Caroline Delieutraz, quant à elle, délègue sa performance Je te relaxe en touchant des œuvres à la Youtubeuse BehindTheMoons reconnue pour sa pratique de l’ASMR, l’acronyme anglais pour : “Autonomous Sensory Meridian Response”. Ses œuvres, comme celles de ses amis artistes, n’y sont appréciées que pour les sons à peine audibles qu’elles produisent lorsqu’elles sont manipulées avec une délicatesse extrême. Ce sont par conséquent des œuvres d’art visuel qui participent à produire une création d’art sonore. La séquence vidéo documentant la performance, étrangement, prend véritablement toute sa dimension relaxante lorsque le public équipé d’un casque audio la visionne les yeux fermés.

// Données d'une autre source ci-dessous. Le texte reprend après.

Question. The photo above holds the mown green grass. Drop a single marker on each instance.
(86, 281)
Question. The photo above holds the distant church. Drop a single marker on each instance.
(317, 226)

De l’esthétique des machines

Frame

Nicolas Sassoon, Frame, 2020.

Il y a dans le travail de Nicolas Sassoon une unité de style très marquée. Quand son esthétique fait écho aux limites, en termes de représentation visuelle, qui étaient inhérentes aux micro-ordinateurs des années quatre-vingt. L’usage des trames de demi-teinte, à cette époque, était une nécessité quand aujourd’hui ce même usage immodéré relève d’un choix véritablement affirmé. C’est le traitement, plus que le sujet, qui dans le cas de Frame ou Plant fait l’image, l’œuvre. Au point que, sur le site de l’artiste, sont présentés des motifs ne représentant plus qu’eux-mêmes. Ce qui renvoie à d’autres pratiques résolument rétiniennes, celles d’un art optique, qui n’ont de cesse de réémerger.

I AM NOT A ROBOT

Pascal Dombis, I AM NOT A ROBOT, 2023.

Qui aujourd’hui peut se targuer d’être à même de dissocier en toute situation un humain d’une machine quand c’est à nous de prouver aux robots en ligne que nous n’en sommes pas ? L’installation I AM NOT A ROBOT de Pascal Dombis s’articule autour de tels questionnements. Mais il nous apparaît que la machine, dans ce cas, est affectée par une forme de doute artificiel. Un trouble qu’elle exprime au travers de bugs de différentes natures. Le bug pouvant aussi bien être considéré comme la seule opportunité pour les machines de s’affranchir de tout contrôle. Un tel bug signalerait ainsi le début d’un programme plus que sa fin inopinée. Les fictions, qui toujours précèdent les sciences, regorgent de tel débuts.

HyperChips

Albertine Meunier, HyperChips, 2023.

Ces dernières années ont été marquées par l’accès à toutes et tous de services d’intelligence artificielle dédiés à la création d’image par le texte. Albertine Meunier s’en amuse avec les non-clichés de sa série Hyperchips. Car le principal débat qui émerge de cette récente démocratisation porte sur les droits d’auteur. Or, ses images, au-delà de leur perfectibilité, évoquent toutes l’esthétique du photographe anglais Martin Parr que, pourtant, l’artiste n’évoque pas dans son “prompt”. C’est-à-dire dans le court texte qu’elle saisit inlassablement pour obtenir des images avant de les protéger en NFT, ces titres de propriété d’un nouveau genre.